Yes - I can see how a 60 yard vehicle would be a challenge!! :lol: :lol:



Sideways86 said:


> You try to find a site near Annecy that will let me and my faithful trailer in.


I think this one would. They were very laid back and accommodating when we were there a couple of years ago. 45.827274,6.18781

Merry Christmas

Dave


----------



## Sideways86 (Feb 25, 2009)

*Re: benefits*



Zebedee said:


> Sideways86 said:
> 
> 
> > I book because I drag another 10yds long Bike trailer with a BMW on it! and by the way its usually July and August which has a lot to do with it lol
> ...


Dave

thanks for the help, what is it called, just had a snooper built in to the stereo sat nav with the 60yd beast and to be honest haven't got my head around location numbering yet

I think the beast will stick now! lol


----------



## Sideways86 (Feb 25, 2009)

*Re: benefits*



barryd said:


> Sideways86 said:
> 
> 
> > Zebedee said:
> ...


Good call Barry, if you will excuse the question, How is the wind now my friend (weather)


----------



## Zebedee (Oct 3, 2007)

*Re: benefits*



Sideways86 said:


> . . . what is it called, just had a snooper built in to the stereo sat nav with the 60yd beast and to be honest haven't got my head around location numbering yet.

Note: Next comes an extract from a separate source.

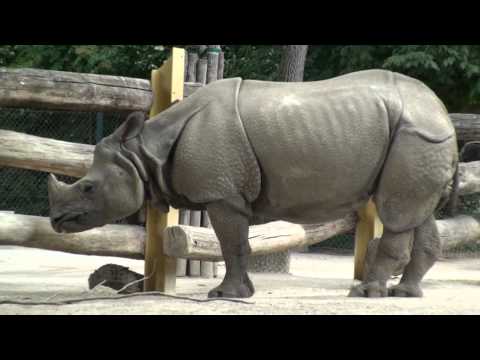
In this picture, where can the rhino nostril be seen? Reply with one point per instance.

It's called Camping les Champs Fleuris.

Suggest you paste the co-ordinates into Google Maps and you can have a good look at the location. 45.827274,6.18781

It's about 10km from Annecy which we thought was perfect. Far enough away not to be too busy but a lovely ride on the pancake flat, tarmacked cycle track. Right by the lake and a popular spot for hang and paragliding, so the entertainment was built in.

Dave


----------



## Easyriders (May 16, 2011)

Some of the best (and cheapest) ACSI sites are not in the book, but on the website.

It's also worth checking what the price would be without using the card at participating sites, because sometimes it's cheaper not to use the card!

Also, many sites will give a much reduced rate for long stays.

Nevertheless, there are some sites that offer superb facilities and are well worth €18, so a couple of nights at a site like this and you've got your investment in the card back.


----------



## nukeadmin (Oct 10, 2003)

Outdoorbits (I think?)

Yup we have them in stock now
http://www.outdoorbits.com/acsi-campingcard-2014-guide-book-p-3663.html


----------



## jedi (Nov 22, 2007)

I use ACSI occasionally. But paying just over £10.00 for it direct from Holland, I save that in one night.

Used a site near Venice a couple of years ago that was €45 per night - with ACSI it was €15 per night  

If you are single it is worth checking whether paying the site rate is cheaper. I have found this at some sites. One site even charged me half the rate because I was on my own. I think they felt sorry for me :lol: 

Jed


----------